Alright, so this is when you've got a bunch of monuments but they are all garbage and you really don't want to hold anything but are under contract to do a survey. So you can keep a record configuration and approximate an estimated position on the ground.

 
Posted : February 26, 2017 10:55 am
(@kent-mcmillan)
Posts: 11419
 

thebionicman, post: 415955, member: 8136 wrote: So you restored the lines without looking for any physical evidence on the ground, then set monuments without checking at your calculated points?

No, the reconstruction generated search coordinates, but there was no remaining physical evidence. In some cases, it was obvious that the river had washed the corners out and no search was necessary. The bearing trees from the original survey in 1887 were mostly cottonwoods which had grown along the banks of the Rio Grande before the Elephant Butte Dam in New Mexico completely changed the flow regime in the river. There were no traces of most of those bearing trees reported even back in 1910, probably partly because they were either used to make low dams in the river to divert water into irrigation channels or were cut for timber.

Since then, the fringes of the river that in the late 19th century had been farmed as low irrigated fields without regard to the boundaries of the original suveys had grown up in tamarix. In the 1950s a fairly good surveyor had attempted to locate the original suvey lines and had failed not only to find any original mark, but had failed spectacularly to even get close to the pattern of the original surveys. What is there is a great bulldozed floodplain that is now grown up in tamarix. It is a situation where the obliteration has been so complete that the best evidence is the records of the original surveys and an extremely sparse record of recoveries made more than 100 years ago.
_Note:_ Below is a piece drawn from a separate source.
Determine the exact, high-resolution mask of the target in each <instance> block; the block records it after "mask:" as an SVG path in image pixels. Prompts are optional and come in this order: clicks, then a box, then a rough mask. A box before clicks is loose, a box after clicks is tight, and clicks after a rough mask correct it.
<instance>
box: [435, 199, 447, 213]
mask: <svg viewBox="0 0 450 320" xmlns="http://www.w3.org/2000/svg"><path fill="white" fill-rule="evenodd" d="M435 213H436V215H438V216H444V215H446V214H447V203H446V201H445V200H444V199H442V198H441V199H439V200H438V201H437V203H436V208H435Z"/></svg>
Star*Net was a very good solution for recontructing what had become phantoms.

 
Posted : February 26, 2017 3:18 pm
(@kent-mcmillan)
Posts: 11419
 

Another case where Star*Net is a truly brilliant solution is in downtown districts where the obliteration of evidence of the surveys made in the streets by the City Engineer has been nearly complete. In Austin, the City Engineer's work with transit and tape was excellent during the period from about 1913 through 1950 or so. There are, as a result very good records of networks that were surveyed across some districts that tied centerline monuments together that have since disappeared. If one can find and position a sufficient number of marks that remain, the adjustment of the transit and tape network via Star*Net is probably the best reconstruction possible.